いろいろな博士号を持っている人の知り合いが
いますがここまで変な人はいません。いるわけ
ないです。
投稿: 地方に住む人 | 2007年12月19日 (水) 12時01分
心理学の分野で修士号を持つ者です。池○氏は内側から壊れはじめてるのかなー、なんて感想を持ちます。おそらく愛情飢餓感が強く、自我の脆い人なのでしょう。それゆえに、全ての労働者をフリーターに!なんて熱く語っておきながら、自分は博士号という権威に知らず知らずにすがっていく。
また、ノンキャリアに修士が必要ないという発想も、彼が日頃から熱く語っている労働者の生産性の向上と矛盾します。民間企業に限らず官庁においても、新たな課題は会議室でなくて現場で発見されるという意識を共有した組織のパフォーマンスが上がっていくというのは、昨今マネジメントの大きな流れです。キャリア・ノンキャリアに関わらず、現場の労働者・公務員が力を付けていくことは今後必須です。
池○さんは、知的でエネルギッシュな人です。ただ、愛情飢餓感は着地点を誤らせます。hamachan頑張って下さい。
投稿: 愛情飢餓感 | 2007年12月19日 (水) 14時14分
池○さんとはひたすら関わらないようにしておりますので、貴殿の英断に敬服いたしますw
池○さんはブログ&ネット界では古くから「やたら大きな声で珍妙なことを書いてる変な人」として知られ、実社会へ及ぼす悪影響はないってことで、みんな笑って放置してたんですが。。。
ですから、あまりまともに関わらないことが得策です。何をいっても通用する相手ではないし、そもそも個人に対する尊敬の眼差しとか人権感覚のない方なので、分が悪くなってくると口汚く罵倒の言葉を繰り返すだけですから。
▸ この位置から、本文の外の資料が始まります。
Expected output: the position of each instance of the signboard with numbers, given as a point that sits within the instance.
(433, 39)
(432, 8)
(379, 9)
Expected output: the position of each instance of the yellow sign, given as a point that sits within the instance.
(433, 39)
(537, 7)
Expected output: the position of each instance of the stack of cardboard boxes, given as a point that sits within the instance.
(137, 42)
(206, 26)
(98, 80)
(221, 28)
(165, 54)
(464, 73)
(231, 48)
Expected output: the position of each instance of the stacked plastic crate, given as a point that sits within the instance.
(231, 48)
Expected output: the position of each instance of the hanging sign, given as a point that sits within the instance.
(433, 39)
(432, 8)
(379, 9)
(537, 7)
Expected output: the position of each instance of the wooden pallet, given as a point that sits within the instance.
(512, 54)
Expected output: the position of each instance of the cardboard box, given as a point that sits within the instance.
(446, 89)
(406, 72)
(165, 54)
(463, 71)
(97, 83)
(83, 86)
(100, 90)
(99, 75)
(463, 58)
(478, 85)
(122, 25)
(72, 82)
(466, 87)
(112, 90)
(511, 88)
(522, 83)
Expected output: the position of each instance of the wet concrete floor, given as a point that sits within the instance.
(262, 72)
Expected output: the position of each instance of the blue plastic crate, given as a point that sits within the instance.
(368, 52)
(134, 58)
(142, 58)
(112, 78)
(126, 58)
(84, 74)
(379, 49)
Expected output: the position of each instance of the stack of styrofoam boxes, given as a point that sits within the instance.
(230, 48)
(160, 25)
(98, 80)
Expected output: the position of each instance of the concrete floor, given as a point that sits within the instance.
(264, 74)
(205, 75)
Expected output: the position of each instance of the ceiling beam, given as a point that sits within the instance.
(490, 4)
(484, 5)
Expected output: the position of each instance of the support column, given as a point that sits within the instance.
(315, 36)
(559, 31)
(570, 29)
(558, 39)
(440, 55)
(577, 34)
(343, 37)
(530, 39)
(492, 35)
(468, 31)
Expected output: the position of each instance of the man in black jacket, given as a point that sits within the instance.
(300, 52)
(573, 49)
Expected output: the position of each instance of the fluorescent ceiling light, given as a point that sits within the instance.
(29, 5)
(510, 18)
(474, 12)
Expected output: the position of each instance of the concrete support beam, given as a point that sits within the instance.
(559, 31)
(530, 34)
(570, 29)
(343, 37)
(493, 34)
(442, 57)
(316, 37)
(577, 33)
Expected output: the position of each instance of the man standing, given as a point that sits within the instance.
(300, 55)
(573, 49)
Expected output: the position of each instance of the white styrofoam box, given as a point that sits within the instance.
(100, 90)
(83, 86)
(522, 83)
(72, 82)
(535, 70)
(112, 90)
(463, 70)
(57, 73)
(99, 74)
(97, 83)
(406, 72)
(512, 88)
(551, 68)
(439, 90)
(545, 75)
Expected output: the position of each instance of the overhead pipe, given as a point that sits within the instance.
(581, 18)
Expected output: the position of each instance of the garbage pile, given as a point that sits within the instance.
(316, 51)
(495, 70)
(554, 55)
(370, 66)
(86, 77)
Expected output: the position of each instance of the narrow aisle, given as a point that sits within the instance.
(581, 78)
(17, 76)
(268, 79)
一応、大学などで教鞭をもたれるようなので、せめて社会人としての節度ぐらいは…と思うんですがね(笑)
投稿: 通りすがりのミーちゃん | 2007年12月19日 (水) 23時30分
むしろQWERTY配列を巡る稲葉先生と安岡先生の小競り合いを思い出しましたが。
「愛情飢餓感」なんて概念は不要で、なんでも経済学的手法のナイフで切ろうとするのはいいが学問の方法論に疎いので足場を踏み外す、というだけでしょう。
ご当人にしてみればマル経のものまねとアラン・ソーカルを託(かこ)っているんでしょうけどねえ。
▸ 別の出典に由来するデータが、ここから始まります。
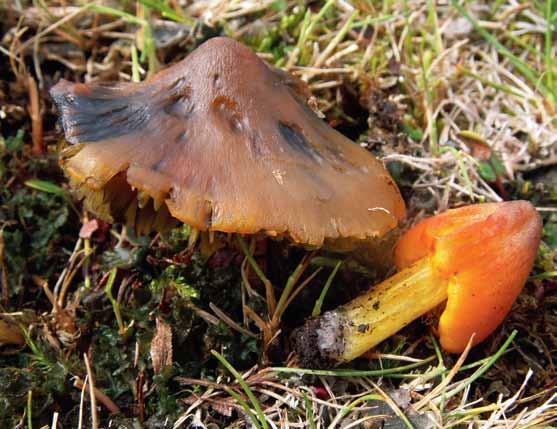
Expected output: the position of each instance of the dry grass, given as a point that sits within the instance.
(459, 102)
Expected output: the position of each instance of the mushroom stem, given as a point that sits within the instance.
(475, 257)
(347, 332)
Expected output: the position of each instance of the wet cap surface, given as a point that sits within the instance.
(222, 142)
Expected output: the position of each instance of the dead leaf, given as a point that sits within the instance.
(161, 346)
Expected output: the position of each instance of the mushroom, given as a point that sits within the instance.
(476, 258)
(222, 142)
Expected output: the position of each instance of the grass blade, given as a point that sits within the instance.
(244, 385)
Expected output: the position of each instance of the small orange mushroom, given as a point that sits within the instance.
(222, 142)
(476, 258)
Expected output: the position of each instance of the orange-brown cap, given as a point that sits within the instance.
(222, 142)
(484, 253)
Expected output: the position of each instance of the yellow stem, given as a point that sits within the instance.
(389, 306)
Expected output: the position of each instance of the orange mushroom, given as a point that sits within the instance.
(476, 258)
(222, 142)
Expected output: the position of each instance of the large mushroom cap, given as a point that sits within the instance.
(222, 142)
(484, 253)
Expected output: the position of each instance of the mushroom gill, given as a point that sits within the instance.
(221, 142)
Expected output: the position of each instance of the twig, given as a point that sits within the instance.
(36, 118)
(92, 397)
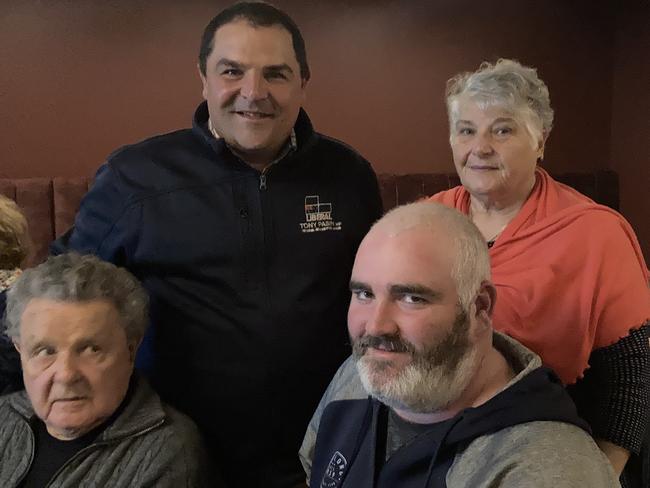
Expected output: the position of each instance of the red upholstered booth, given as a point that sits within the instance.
(50, 204)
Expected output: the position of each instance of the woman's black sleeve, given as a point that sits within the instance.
(614, 394)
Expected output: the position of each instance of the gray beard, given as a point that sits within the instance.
(433, 380)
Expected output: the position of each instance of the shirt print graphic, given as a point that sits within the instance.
(318, 216)
(334, 472)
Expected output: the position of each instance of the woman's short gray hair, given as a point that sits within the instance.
(507, 83)
(14, 237)
(76, 278)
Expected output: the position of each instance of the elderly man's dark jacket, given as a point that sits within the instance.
(148, 444)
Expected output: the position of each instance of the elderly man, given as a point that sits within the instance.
(243, 230)
(451, 402)
(85, 419)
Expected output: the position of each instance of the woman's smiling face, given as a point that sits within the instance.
(494, 153)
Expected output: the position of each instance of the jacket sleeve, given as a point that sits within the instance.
(106, 222)
(540, 454)
(345, 385)
(614, 394)
(181, 461)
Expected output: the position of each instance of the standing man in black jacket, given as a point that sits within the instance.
(243, 230)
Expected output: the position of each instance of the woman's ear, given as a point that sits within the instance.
(133, 348)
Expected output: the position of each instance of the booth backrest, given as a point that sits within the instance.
(50, 204)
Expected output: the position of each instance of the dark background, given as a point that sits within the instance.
(80, 78)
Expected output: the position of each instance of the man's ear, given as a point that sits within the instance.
(485, 300)
(303, 87)
(204, 82)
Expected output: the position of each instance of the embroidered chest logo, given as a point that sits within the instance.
(335, 470)
(318, 216)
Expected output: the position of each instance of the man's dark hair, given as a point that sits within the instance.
(258, 14)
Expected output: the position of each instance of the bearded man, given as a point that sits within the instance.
(432, 396)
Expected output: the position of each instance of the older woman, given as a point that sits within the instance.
(14, 248)
(571, 279)
(14, 241)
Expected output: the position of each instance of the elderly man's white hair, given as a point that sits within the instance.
(472, 264)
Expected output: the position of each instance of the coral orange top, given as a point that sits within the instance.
(569, 273)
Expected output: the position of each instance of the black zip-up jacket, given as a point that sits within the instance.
(352, 434)
(248, 278)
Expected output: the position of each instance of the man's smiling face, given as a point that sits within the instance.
(412, 341)
(253, 88)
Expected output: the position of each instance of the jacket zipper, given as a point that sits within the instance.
(96, 445)
(31, 455)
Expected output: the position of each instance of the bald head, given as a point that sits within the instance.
(441, 224)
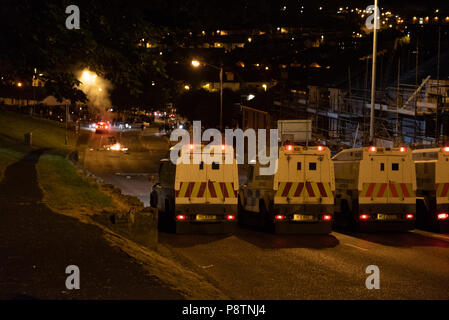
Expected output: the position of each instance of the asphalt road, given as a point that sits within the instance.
(37, 244)
(256, 265)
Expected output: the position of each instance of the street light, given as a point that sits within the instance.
(196, 64)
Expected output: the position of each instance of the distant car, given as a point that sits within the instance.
(101, 127)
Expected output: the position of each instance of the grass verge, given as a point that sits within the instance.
(45, 133)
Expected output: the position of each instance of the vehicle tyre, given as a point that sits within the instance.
(345, 216)
(266, 221)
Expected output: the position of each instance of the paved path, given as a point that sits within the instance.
(36, 246)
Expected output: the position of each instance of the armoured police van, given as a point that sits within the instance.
(298, 198)
(432, 175)
(197, 198)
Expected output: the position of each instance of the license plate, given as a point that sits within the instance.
(386, 216)
(203, 217)
(302, 217)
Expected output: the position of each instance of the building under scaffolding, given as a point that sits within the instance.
(403, 114)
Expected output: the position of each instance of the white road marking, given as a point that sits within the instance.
(431, 235)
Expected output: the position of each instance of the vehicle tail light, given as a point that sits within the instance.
(443, 216)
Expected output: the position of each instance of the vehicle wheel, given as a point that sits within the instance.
(344, 220)
(266, 221)
(240, 207)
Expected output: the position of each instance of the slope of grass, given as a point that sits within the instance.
(45, 133)
(10, 152)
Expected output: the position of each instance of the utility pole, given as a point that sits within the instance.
(221, 97)
(416, 82)
(373, 76)
(66, 123)
(437, 125)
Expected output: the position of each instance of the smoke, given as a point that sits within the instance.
(97, 91)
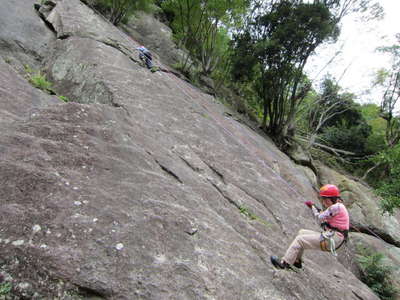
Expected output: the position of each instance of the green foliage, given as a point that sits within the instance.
(376, 140)
(5, 288)
(386, 178)
(248, 213)
(63, 98)
(202, 28)
(336, 120)
(375, 273)
(351, 139)
(271, 53)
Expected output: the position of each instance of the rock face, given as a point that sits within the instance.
(391, 254)
(141, 188)
(363, 206)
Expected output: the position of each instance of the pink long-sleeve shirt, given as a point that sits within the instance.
(335, 215)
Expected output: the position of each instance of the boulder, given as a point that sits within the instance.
(141, 187)
(363, 205)
(391, 254)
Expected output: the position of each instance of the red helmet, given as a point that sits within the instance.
(329, 190)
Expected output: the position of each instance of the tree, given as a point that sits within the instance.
(390, 81)
(334, 119)
(275, 47)
(201, 26)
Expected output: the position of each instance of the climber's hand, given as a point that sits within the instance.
(309, 203)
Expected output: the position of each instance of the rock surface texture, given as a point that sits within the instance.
(141, 187)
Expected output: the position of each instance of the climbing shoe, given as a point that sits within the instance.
(278, 263)
(298, 264)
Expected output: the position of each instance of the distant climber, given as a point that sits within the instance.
(334, 221)
(145, 55)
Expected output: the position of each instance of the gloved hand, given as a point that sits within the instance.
(309, 203)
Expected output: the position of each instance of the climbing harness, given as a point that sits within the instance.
(327, 242)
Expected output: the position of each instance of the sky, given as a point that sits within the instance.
(358, 62)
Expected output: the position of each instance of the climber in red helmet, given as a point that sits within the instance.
(334, 221)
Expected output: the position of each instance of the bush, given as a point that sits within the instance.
(375, 274)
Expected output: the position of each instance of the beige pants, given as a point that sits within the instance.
(306, 239)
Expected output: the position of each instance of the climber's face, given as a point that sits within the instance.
(327, 202)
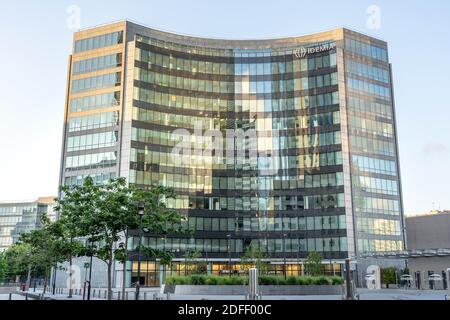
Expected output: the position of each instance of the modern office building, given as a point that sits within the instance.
(429, 249)
(19, 217)
(317, 169)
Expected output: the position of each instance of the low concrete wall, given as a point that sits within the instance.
(264, 290)
(6, 290)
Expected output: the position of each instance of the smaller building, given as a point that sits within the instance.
(19, 217)
(428, 238)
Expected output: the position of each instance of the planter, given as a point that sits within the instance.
(264, 290)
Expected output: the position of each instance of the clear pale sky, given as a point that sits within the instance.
(36, 41)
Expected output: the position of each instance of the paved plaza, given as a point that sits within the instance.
(364, 294)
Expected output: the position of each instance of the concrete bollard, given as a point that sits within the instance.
(253, 284)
投稿: 臆病者 | 2007年12月19日 (水) 23時52分
一知半解、無知蒙昧
語彙が増えました(爆)
池田先生のブログのコメント欄に書き込みしている池田説信奉者がどんな方達なのか興味があります。
池田先生のご主張はほんの少し前までは結構世間受けしていたんですね。その世論の振幅が正直怖いです。
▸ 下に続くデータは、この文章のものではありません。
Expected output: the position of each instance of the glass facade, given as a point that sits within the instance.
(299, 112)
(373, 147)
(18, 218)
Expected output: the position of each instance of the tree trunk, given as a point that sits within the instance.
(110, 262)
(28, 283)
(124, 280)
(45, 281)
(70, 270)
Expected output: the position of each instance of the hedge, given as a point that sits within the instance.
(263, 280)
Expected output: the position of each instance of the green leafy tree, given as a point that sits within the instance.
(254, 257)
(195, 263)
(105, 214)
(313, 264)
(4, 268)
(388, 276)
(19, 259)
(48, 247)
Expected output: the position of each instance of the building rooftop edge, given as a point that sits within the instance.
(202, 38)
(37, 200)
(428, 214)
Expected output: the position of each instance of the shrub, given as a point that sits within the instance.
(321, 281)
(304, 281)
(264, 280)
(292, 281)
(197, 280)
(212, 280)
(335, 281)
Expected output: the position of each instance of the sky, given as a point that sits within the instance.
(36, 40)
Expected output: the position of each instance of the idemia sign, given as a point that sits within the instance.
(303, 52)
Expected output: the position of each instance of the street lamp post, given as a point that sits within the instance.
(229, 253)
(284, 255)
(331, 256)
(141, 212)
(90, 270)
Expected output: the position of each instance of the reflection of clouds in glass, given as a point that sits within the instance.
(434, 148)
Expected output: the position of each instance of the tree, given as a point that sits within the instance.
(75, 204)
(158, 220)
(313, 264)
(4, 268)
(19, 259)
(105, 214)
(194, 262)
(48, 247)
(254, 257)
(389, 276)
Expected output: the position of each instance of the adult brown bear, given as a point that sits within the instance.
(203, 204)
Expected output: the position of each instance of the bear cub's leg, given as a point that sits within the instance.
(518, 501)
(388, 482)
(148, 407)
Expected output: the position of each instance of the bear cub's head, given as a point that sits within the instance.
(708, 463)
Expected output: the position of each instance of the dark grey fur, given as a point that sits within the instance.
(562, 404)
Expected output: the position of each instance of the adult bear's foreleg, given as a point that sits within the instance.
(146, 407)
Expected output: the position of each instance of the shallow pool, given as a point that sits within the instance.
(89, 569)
投稿: NSR初心者 | 2007年12月20日 (木) 00時53分
いよいよ彼が本性を露呈しはじめました。
「~貧乏人が努力することなしに彼らが豊かになることはできないという事実だ。」・・・だそうです。
彼の主張と世論の流れが逆を向いてきたために、孤立への不安が彼を苛立たせ、何を書いたら自分が損をするかという冷静な判断力さえ消えかけているように見えます。
また、「~そのために必要なのは、結果の平等ではなく機会均等である。」・・・だそうです。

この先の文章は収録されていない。